Le bracelet portable capture tout le corps en 3D

Le bracelet portable capture tout le corps en 3D

Crédit : domaine public Unsplash/CC0

À l’aide d’une caméra miniature et d’un réseau de neurones profonds personnalisé, les chercheurs de Cornell ont développé un bracelet unique en son genre qui suit l’ensemble de la posture du corps en 3D.

BodyTrak est le premier appareil portable à suivre la pose de tout le corps avec une seule caméra. S’il est intégré aux futures montres intelligentes, BodyTrak pourrait changer la donne dans la surveillance de la mécanique corporelle des utilisateurs dans les activités physiques où la précision est essentielle, a déclaré Cheng Zhang, professeur adjoint de sciences de l’information et auteur principal de l’article.

« Étant donné que les montres intelligentes ont déjà une caméra, une technologie comme BodyTrak pourrait comprendre la pose de l’utilisateur et donner un retour en temps réel », a déclaré Zhang. « C’est pratique, abordable et ne limite pas la zone de déplacement de l’utilisateur. »

Un article correspondant, « BodyTrak : Inferring Full-body Poses from Body Silhouettes Using a Miniature Camera on a Wristband », a été publié dans le Actes de l’Association for Computing Machinery (ACM) sur les technologies interactives, mobiles, portables et omniprésenteset présenté en septembre à UbiComp 2022, la conférence internationale ACM sur l’informatique pervasive et ubiquitaire.

BodyTrak est le dernier système de détection corporelle du SciFiLab, basé au Cornell Ann S. Bowers College of Computing and Information Science, un groupe qui a déjà développé et exploité des modèles d’apprentissage en profondeur similaires pour suivre les mouvements des mains et des doigts, les expressions faciales et même reconnaissance de la parole silencieuse.

Le secret de BodyTrak ne réside pas seulement dans l’appareil photo de la taille d’un centime au poignet, mais également dans le réseau de neurones profonds personnalisé qui le sous-tend.

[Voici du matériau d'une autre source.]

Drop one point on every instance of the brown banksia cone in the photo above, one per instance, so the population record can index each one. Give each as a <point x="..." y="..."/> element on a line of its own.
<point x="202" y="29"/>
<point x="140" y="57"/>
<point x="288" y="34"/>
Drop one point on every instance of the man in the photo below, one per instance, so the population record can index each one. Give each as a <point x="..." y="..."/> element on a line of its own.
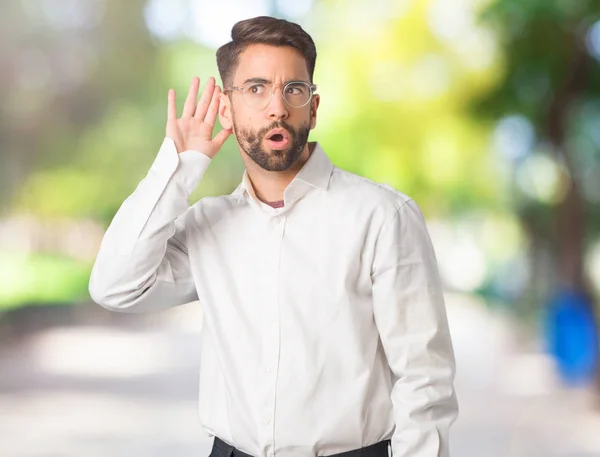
<point x="325" y="331"/>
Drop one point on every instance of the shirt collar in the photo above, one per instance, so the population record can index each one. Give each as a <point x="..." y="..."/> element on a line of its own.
<point x="315" y="172"/>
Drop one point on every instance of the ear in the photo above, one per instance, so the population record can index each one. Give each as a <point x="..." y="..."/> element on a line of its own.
<point x="314" y="105"/>
<point x="225" y="115"/>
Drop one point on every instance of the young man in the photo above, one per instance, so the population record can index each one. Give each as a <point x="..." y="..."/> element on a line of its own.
<point x="325" y="331"/>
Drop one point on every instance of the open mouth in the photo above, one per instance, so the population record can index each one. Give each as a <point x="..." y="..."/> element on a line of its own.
<point x="278" y="138"/>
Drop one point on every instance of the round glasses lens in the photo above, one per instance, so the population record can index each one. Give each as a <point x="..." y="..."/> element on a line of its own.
<point x="257" y="95"/>
<point x="297" y="94"/>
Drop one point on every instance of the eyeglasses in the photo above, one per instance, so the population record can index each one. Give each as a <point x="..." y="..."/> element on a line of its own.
<point x="257" y="95"/>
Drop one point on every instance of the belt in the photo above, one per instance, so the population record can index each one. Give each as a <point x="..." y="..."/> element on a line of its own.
<point x="222" y="449"/>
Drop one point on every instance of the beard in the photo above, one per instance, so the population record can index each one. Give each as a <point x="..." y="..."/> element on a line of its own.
<point x="273" y="160"/>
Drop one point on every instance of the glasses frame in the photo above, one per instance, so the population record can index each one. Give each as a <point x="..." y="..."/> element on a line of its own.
<point x="243" y="88"/>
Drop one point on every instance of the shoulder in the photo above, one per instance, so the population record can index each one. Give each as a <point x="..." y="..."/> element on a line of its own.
<point x="368" y="192"/>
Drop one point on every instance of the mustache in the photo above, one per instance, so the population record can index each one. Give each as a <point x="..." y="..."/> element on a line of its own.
<point x="277" y="125"/>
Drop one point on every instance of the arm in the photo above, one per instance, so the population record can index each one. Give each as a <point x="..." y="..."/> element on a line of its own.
<point x="411" y="319"/>
<point x="143" y="262"/>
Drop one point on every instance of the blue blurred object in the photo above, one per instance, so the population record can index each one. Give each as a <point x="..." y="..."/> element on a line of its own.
<point x="572" y="336"/>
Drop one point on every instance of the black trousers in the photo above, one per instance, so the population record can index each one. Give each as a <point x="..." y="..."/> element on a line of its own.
<point x="222" y="449"/>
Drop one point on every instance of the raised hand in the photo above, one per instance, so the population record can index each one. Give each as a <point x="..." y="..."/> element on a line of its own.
<point x="194" y="129"/>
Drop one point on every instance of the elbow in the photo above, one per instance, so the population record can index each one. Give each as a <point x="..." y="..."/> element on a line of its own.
<point x="113" y="300"/>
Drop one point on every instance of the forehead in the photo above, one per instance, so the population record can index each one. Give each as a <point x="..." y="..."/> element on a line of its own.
<point x="274" y="63"/>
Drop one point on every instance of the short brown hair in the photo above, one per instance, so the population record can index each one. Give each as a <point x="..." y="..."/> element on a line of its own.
<point x="264" y="30"/>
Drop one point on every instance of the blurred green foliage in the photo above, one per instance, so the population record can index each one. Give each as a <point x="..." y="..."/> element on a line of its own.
<point x="406" y="100"/>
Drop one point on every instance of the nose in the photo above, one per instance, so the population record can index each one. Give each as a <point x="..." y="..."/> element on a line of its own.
<point x="277" y="108"/>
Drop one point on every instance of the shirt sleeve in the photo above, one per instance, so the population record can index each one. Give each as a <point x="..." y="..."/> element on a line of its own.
<point x="142" y="264"/>
<point x="410" y="315"/>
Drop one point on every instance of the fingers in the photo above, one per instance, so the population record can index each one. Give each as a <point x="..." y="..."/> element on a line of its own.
<point x="213" y="109"/>
<point x="171" y="108"/>
<point x="190" y="102"/>
<point x="221" y="137"/>
<point x="205" y="99"/>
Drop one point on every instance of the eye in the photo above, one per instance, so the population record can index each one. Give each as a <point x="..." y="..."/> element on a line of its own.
<point x="295" y="89"/>
<point x="256" y="89"/>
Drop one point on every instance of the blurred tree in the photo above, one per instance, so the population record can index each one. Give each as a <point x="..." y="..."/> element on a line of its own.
<point x="64" y="64"/>
<point x="552" y="78"/>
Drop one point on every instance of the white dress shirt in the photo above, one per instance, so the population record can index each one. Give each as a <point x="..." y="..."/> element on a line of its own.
<point x="325" y="327"/>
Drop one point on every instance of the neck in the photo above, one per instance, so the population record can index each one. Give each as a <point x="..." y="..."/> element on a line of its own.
<point x="269" y="186"/>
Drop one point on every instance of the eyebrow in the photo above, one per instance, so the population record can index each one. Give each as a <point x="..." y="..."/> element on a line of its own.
<point x="267" y="81"/>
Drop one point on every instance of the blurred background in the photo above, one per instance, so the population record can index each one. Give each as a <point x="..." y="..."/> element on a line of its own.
<point x="486" y="112"/>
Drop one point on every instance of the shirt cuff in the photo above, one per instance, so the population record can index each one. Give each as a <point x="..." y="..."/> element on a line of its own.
<point x="186" y="168"/>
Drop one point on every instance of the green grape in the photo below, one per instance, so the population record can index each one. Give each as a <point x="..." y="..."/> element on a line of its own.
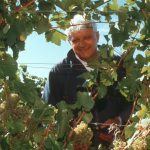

Ce réseau de neurones profonds, une méthode d’intelligence artificielle qui entraîne les ordinateurs à apprendre des erreurs, lit les images rudimentaires ou « silhouettes » du corps de l’utilisateur en mouvement et recrée virtuellement 14 poses corporelles en 3D et en temps réel.

En d’autres termes, le modèle remplit et complète avec précision les images partielles capturées par la caméra, a déclaré Hyunchul Lim, doctorant dans le domaine des sciences de l’information et auteur principal de l’article.

« Nos recherches montrent que nous n’avons pas besoin que nos cadres corporels soient entièrement dans le champ de vision de la caméra pour détecter le corps », a déclaré Lim. « Si nous sommes capables de capturer juste une partie de notre corps, c’est beaucoup d’informations à déduire pour reconstruire le corps entier. »

Le maintien de l’intimité des passants à proximité d’une personne portant un tel dispositif de détection est une préoccupation légitime lors du développement de ces technologies, ont déclaré Zhang et Lim. Ils ont déclaré que BodyTrak atténuait les problèmes de confidentialité pour les spectateurs puisque la caméra est pointée vers le corps de l’utilisateur et ne collecte que des images corporelles partielles de l’utilisateur.

Ils reconnaissent également que les smartwatches d’aujourd’hui n’ont pas encore de caméras suffisamment petites ou puissantes et une autonomie de batterie adéquate pour intégrer la détection complète du corps, mais qu’elles le pourraient à l’avenir.

Avec Lim et Zhang, les co-auteurs de l’article sont Matthew Dressa ’22, Jae Hoon Kim ’23 et Ruidong Zhang, doctorant dans le domaine des sciences de l’information ; Yaxuan Li de l’Université McGill; et Fang Hu de l’Université Jian Tong de Shanghai.